LearnerToText This extremely simple class can be used to print a textual representation of a trained learner to STDOUT.
LinearThresholdUnit A LinearThresholdUnit is a Learner for binary classification in which a score is computed as a linear function a weight vector and the input example, and the decision is made by comparing the score to some threshold quantity.
LinearThresholdUnit.Parameters Simply a container for all of LinearThresholdUnit's configurable parameters.
Log Simply turns each score s in the ScoreSet returned by the specified Normalizer into log(s).
MultiLabelLearner A simple implementation of a learner that learns from examples with multiple labels and is capable of predicting multiple labels on new examples.
MultiLabelLearner.Parameters Simply a container for all of MultiLabelLearner's configurable parameters.
MuxLearner A MuxLearner uses one of many Learners indexed by the first feature in an example to produce a classification.
MuxLearner.Parameters Simply a container for all of MuxLearner's configurable parameters.
NaiveBayes Naive Bayes is a multi-class learner that uses prediction value counts and feature counts given a particular prediction value to select the most likely prediction value.
NaiveBayes.Count A Count object stores two doubles, one which holds a accumulated count value and the other intended to hold the natural logarithm of the count.
NaiveBayes.Parameters Simply a container for all of NaiveBayes's configurable parameters.
Normalizer A normalizer is a function of a ScoreSet producing normalized scores.
Parameters Parameters classes are used to hold values for learning algorithm parameters, and all learning algorithm implementations must provide a constructor that takes such an object as input.
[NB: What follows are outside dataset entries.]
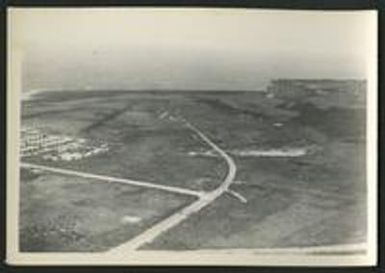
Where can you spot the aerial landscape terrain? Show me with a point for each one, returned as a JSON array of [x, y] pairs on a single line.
[[117, 170]]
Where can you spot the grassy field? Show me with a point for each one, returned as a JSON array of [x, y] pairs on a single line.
[[65, 213], [315, 199]]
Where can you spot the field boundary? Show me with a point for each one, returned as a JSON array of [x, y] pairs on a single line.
[[110, 179]]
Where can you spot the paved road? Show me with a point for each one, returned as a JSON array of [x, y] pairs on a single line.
[[113, 179], [150, 234]]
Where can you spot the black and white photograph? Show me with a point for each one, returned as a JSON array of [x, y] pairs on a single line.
[[191, 136]]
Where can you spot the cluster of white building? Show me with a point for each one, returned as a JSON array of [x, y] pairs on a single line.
[[56, 147]]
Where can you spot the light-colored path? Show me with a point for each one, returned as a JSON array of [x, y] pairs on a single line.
[[150, 234], [113, 179]]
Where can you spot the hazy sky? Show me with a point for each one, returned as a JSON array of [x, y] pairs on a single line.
[[187, 49]]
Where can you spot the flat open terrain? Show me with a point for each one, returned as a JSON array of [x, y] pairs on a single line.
[[311, 199], [65, 213]]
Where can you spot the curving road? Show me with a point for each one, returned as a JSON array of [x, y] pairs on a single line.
[[150, 234]]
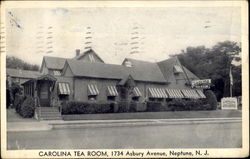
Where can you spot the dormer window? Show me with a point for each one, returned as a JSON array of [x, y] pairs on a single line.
[[177, 69], [91, 57], [57, 72], [128, 63]]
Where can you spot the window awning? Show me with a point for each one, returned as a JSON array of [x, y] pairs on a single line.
[[174, 93], [189, 93], [200, 93], [157, 93], [57, 72], [92, 89], [111, 91], [136, 92], [177, 69], [63, 88]]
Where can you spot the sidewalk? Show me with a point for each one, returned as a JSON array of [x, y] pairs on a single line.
[[60, 124], [16, 123]]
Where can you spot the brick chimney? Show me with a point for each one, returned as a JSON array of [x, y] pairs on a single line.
[[77, 52]]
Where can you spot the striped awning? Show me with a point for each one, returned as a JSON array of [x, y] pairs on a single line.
[[92, 89], [174, 93], [157, 93], [136, 92], [177, 69], [200, 93], [190, 93], [63, 88], [111, 91]]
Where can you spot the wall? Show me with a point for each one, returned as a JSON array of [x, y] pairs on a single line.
[[86, 57], [81, 85]]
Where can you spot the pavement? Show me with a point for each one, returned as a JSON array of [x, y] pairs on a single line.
[[16, 123], [60, 124]]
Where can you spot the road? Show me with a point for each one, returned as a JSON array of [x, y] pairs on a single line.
[[209, 135]]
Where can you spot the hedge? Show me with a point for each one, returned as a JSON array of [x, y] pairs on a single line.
[[211, 99], [77, 107], [19, 99], [27, 109], [156, 106]]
Sigmoid The sigmoid normalization function replaces each score xi with 1 / (1 + exp(-alpha xi)), where alpha is a user-specified constant.
Softmax The softmax normalization function replaces each score with the fraction of its exponential out of the sum of all scores' exponentials.
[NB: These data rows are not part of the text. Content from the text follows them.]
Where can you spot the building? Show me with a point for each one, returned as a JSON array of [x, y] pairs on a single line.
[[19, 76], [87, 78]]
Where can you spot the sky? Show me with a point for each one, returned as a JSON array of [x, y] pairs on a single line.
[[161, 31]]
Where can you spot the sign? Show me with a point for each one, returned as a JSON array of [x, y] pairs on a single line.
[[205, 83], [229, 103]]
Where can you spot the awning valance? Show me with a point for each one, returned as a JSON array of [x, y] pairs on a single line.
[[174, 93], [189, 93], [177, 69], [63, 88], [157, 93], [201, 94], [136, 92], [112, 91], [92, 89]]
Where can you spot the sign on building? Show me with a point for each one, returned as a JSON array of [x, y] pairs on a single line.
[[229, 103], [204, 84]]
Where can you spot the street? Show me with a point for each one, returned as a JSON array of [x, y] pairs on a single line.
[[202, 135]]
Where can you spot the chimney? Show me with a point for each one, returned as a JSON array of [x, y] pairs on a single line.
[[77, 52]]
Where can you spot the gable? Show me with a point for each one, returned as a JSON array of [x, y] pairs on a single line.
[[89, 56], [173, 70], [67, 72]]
SparseAveragedPerceptron An approximation to voted Perceptron, in which a weighted average of the weight vectors arrived at during training becomes the weight vector used to make predictions after training.
SparseAveragedPerceptron.AveragedWeightVector This implementation of a sparse weight vector associates two doubles with each Feature.
SparseAveragedPerceptron.Parameters Simply a container for all of SparseAveragedPerceptron's configurable parameters.
SparseNetworkLearner A SparseNetworkLearner uses multiple LinearThresholdUnits to make a multi-class classification.
SparseNetworkLearner.Parameters Simply a container for all of SparseNetworkLearner's configurable parameters.
SparsePerceptron Simple sparse Perceptron implementation.
SparsePerceptron.Parameters Simply a container for all of SparsePerceptron's configurable parameters.
SparseWeightVector This class is used as a weight vector in sparse learning algorithms.
SparseWinnow Simple sparse Winnow implementation.
SparseWinnow.Parameters Simply a container for all of SparseWinnow's configurable parameters.
StochasticGradientDescent Gradient descent is a batch learning algorithm for function approximation in which the learner tries to follow the gradient of the error function to the solution of minimal error.
StochasticGradientDescent.Parameters Simply a container for all of StochasticGradientDescent's configurable parameters.
WekaWrapper Translates LBJ's internal problem representation into that which can be handled by WEKA learning algorithms.
WekaWrapper.Parameters Simply a container for all of WekaWrapper's configurable parameters.
 

Package LBJ2.learn Description

Learning algorithms, normalizers (used in inference; see Normalizer), testing metrics (used in cross validation; see TestingMetric), and other utility classes can be found in this package.

Learning algorithms are always associated with an evaluation algorithm that actually does the classifying; the learning algorithm simply sets the parameters of that classifying function. Thus, they are implemented here as Classifiers that can change their representations (i.e., their parameters) given training data.